Словом, тут немало вымысла. Это, впрочем, ничуть его не смущает, и он фантазирует дальше, не боясь быть уличенным в, мягко говоря, неточности излагаемых фактов. Мы, дескать, с нашим смертельно опасным грузом пробирались непосредственно по линии фронта, преодолевая дюжины полицейских постов. На самом деле было всего три полицейских поста, на которых ровным счетом ничего с нами не происходило.
Хенрик преувеличивает. Ни он, ни я листовки на себе не прятали. Кучер тоже ничего не подозревал. Выходит, мы тайно рисковали чужой жизнью. По сути, это было подло, но Хенрика это ничуть не трогало. Он любит рассказывать, каким отчаянным рубакой был этот кучер, который, смеясь, рассказывал о своей самоубийственной поездке через линию фронта. Это был, дескать, типичный поляк, которому смерть нипочем и сам черт не брат. Безымянный герой, сущий святой, с которым весь мир перевернуть можно.

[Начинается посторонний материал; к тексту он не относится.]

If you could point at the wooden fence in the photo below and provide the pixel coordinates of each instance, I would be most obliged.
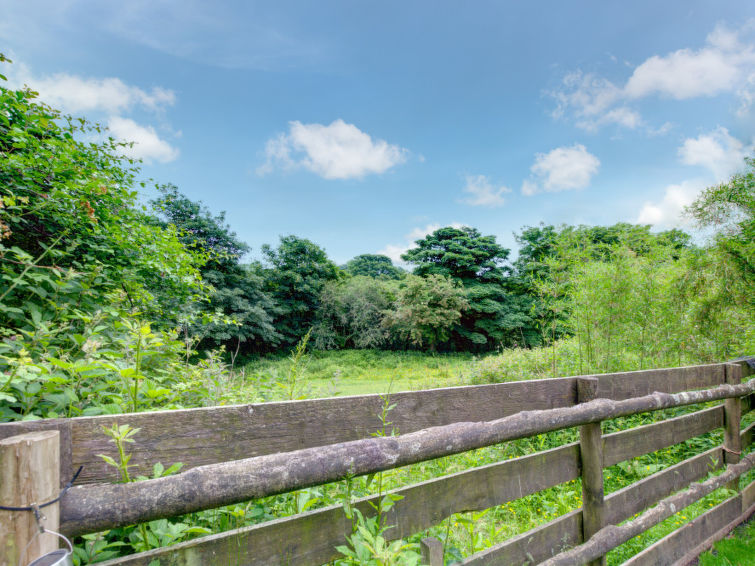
(233, 454)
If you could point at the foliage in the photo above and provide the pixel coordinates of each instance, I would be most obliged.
(351, 313)
(459, 253)
(237, 290)
(730, 209)
(296, 274)
(71, 232)
(371, 265)
(426, 310)
(496, 314)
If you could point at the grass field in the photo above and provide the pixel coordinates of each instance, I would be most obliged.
(736, 550)
(322, 374)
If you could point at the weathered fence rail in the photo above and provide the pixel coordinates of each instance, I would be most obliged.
(236, 453)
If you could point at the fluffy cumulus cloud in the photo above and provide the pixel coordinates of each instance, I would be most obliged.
(718, 151)
(395, 251)
(145, 143)
(725, 64)
(561, 169)
(107, 99)
(336, 151)
(482, 192)
(669, 211)
(77, 95)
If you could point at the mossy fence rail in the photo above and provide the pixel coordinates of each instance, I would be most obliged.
(233, 454)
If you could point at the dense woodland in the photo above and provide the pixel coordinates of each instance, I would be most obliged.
(107, 298)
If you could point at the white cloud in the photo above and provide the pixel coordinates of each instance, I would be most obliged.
(725, 64)
(718, 151)
(668, 212)
(561, 169)
(483, 193)
(337, 151)
(395, 251)
(147, 144)
(76, 95)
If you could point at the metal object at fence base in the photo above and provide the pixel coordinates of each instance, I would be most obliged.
(60, 557)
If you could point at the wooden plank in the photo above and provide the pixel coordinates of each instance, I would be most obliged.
(203, 436)
(432, 551)
(748, 495)
(650, 438)
(676, 546)
(101, 507)
(691, 558)
(591, 457)
(427, 504)
(732, 421)
(638, 383)
(642, 494)
(29, 468)
(615, 535)
(535, 545)
(310, 538)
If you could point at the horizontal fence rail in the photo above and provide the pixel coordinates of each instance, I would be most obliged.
(612, 536)
(197, 437)
(310, 539)
(275, 448)
(101, 507)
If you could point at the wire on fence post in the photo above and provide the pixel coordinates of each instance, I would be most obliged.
(30, 468)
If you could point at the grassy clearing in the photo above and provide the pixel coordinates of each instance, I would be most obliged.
(357, 372)
(360, 372)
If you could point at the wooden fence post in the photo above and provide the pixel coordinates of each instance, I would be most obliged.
(732, 419)
(591, 453)
(29, 473)
(432, 552)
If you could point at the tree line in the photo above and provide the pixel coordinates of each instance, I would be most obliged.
(90, 273)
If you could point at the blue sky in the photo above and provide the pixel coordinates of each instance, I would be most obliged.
(364, 125)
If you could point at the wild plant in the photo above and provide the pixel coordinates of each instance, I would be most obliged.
(367, 544)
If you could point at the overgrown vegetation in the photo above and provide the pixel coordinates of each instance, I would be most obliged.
(110, 306)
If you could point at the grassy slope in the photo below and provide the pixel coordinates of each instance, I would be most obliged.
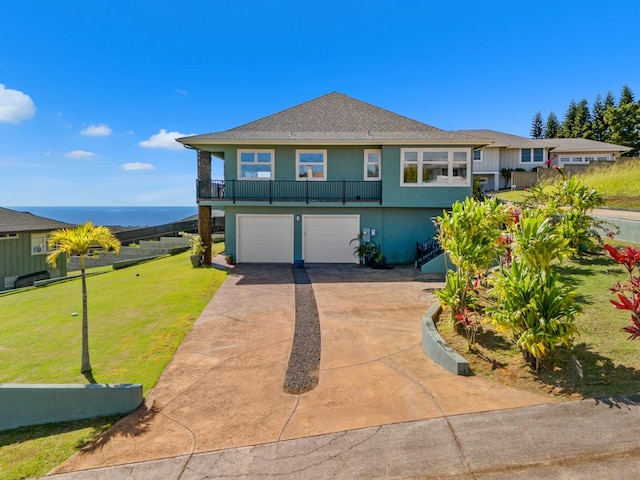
(618, 183)
(138, 316)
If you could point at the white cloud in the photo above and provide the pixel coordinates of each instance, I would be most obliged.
(164, 139)
(101, 130)
(79, 154)
(137, 166)
(15, 106)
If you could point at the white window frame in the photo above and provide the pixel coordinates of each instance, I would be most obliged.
(366, 164)
(324, 166)
(256, 162)
(450, 165)
(39, 243)
(532, 153)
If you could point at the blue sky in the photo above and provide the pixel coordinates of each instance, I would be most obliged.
(93, 93)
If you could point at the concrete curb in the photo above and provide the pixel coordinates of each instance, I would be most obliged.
(436, 348)
(35, 404)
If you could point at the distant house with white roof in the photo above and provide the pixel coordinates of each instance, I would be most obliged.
(23, 249)
(513, 152)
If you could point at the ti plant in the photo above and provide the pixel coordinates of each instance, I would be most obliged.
(628, 292)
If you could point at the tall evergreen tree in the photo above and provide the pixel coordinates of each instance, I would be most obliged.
(569, 120)
(599, 127)
(625, 126)
(626, 96)
(552, 127)
(537, 127)
(609, 100)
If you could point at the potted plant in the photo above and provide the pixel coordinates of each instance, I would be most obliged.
(196, 248)
(365, 251)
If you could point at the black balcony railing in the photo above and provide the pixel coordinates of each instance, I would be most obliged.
(291, 191)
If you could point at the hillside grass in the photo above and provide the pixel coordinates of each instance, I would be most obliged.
(619, 183)
(138, 317)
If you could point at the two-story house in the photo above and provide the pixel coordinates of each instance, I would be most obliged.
(301, 184)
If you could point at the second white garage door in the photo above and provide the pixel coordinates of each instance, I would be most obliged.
(326, 238)
(264, 238)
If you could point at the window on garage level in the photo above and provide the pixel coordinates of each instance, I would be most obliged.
(255, 164)
(311, 164)
(527, 155)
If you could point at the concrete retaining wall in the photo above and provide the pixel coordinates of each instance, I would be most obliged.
(35, 404)
(437, 349)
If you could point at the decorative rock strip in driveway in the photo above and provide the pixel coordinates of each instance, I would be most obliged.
(304, 362)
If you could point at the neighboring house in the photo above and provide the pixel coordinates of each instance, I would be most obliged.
(513, 151)
(23, 249)
(300, 184)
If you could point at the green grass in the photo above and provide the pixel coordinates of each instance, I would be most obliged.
(611, 362)
(138, 316)
(619, 183)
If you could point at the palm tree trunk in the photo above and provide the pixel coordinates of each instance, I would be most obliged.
(86, 362)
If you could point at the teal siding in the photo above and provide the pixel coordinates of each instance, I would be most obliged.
(397, 229)
(347, 163)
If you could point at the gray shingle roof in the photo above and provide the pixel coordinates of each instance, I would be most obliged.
(555, 145)
(12, 221)
(333, 117)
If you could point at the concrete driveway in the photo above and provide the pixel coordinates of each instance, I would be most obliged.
(223, 388)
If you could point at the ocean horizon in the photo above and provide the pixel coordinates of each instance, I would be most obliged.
(113, 216)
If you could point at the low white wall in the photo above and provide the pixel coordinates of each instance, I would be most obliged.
(34, 404)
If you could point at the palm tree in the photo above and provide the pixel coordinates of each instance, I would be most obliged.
(78, 241)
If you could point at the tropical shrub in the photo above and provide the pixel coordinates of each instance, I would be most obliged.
(529, 302)
(469, 236)
(535, 308)
(628, 293)
(568, 203)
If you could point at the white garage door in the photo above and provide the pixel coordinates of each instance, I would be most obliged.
(326, 238)
(264, 238)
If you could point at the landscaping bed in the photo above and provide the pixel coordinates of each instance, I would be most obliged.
(610, 361)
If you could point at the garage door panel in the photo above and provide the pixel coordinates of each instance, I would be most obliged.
(265, 238)
(327, 238)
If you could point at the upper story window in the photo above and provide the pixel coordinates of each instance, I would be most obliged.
(372, 164)
(528, 155)
(38, 243)
(311, 164)
(256, 164)
(435, 167)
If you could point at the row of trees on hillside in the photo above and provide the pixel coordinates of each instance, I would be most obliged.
(605, 120)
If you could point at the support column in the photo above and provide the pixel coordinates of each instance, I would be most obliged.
(205, 230)
(204, 211)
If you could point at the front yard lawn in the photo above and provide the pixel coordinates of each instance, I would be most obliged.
(138, 316)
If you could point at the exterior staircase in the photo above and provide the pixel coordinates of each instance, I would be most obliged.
(430, 256)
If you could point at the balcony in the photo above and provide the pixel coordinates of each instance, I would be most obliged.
(270, 191)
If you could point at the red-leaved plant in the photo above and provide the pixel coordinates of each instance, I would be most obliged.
(629, 291)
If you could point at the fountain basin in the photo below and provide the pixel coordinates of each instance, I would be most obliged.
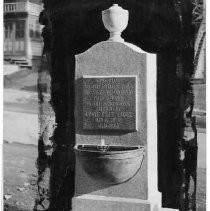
(116, 165)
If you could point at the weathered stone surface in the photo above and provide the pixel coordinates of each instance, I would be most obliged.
(109, 103)
(117, 60)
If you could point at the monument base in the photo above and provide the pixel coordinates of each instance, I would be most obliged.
(88, 202)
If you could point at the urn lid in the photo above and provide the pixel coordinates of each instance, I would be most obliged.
(114, 9)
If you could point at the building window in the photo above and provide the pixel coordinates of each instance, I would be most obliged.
(20, 29)
(34, 29)
(8, 30)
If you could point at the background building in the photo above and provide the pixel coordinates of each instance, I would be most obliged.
(22, 32)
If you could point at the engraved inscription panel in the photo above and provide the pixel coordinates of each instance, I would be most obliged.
(109, 103)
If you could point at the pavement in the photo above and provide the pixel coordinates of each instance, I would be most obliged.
(21, 130)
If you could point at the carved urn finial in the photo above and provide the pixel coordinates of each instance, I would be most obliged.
(115, 20)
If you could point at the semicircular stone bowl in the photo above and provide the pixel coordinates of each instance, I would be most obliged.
(115, 165)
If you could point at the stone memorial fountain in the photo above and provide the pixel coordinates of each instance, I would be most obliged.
(115, 122)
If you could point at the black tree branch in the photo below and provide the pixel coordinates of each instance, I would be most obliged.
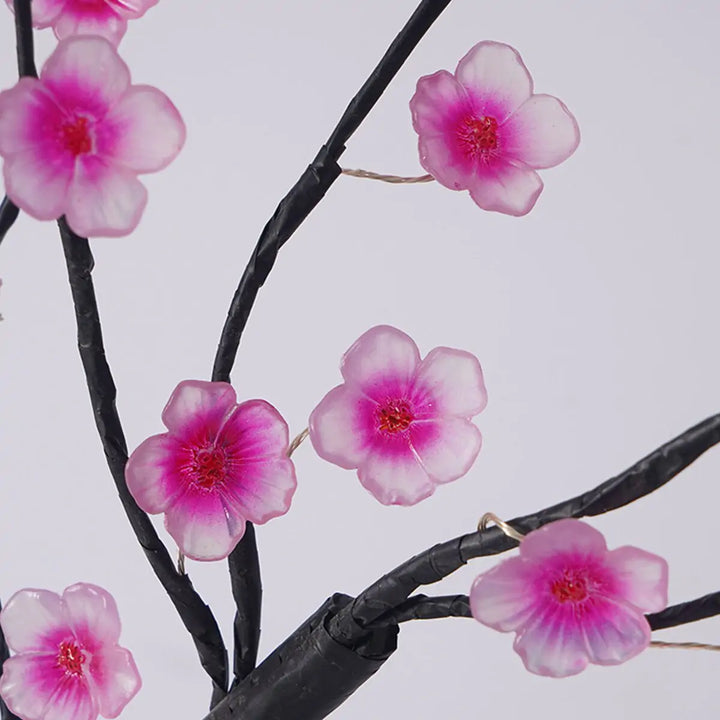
(289, 215)
(194, 613)
(438, 562)
(26, 67)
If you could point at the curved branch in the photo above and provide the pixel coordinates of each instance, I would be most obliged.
(194, 613)
(289, 215)
(647, 475)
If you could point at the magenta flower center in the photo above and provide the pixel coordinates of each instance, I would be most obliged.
(571, 586)
(208, 467)
(70, 658)
(75, 136)
(394, 416)
(477, 136)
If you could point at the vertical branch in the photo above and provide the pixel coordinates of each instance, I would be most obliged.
(289, 215)
(194, 613)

Ничего такого мужик этот собой не представлял. Это был отвратительный пьяница, грязный и вшивый донельзя. Беспросветный идиот, который никогда не бывает трезв, но Хенрику этот тип импонировал, потому что он по-пролетарски сквернословил и от него за версту несло перегаром. По этим признакам мой фантазер заключил, что конюх был настоящим социалистом. Умора, ей богу! Круглым ничтожеством был он, к тому же продажным, как все поляки. За бутылку спиртного вез он нас по минным полям немецко-русского фронта. У нас было с собой десять литров спирта, потому что в Галиции все виды денег потеряли свое достоинство и больше не годились для расчетов. Когда там были русские, в ход шли рубли. Когда пришли немцы, хождение получили рейхсмарки. Потом обстановка менялась так часто, что единственным средством оплаты стал алкоголь. Из спирта можно было приготовить водку, а за нее поляк готов отдать все на свете, но факт этот Хенрик отрицает. А сам между тем велел мне выпросить у старика Корвилла десять литров спирта в счет зарплаты. Лишь после этого мы отправились в путь. Всю дорогу Хенрик был полон подозрений, полагая, что в Галиции у меня есть любовник. Смешно, мне не нужен никакой любовник. Мне хватает мужа.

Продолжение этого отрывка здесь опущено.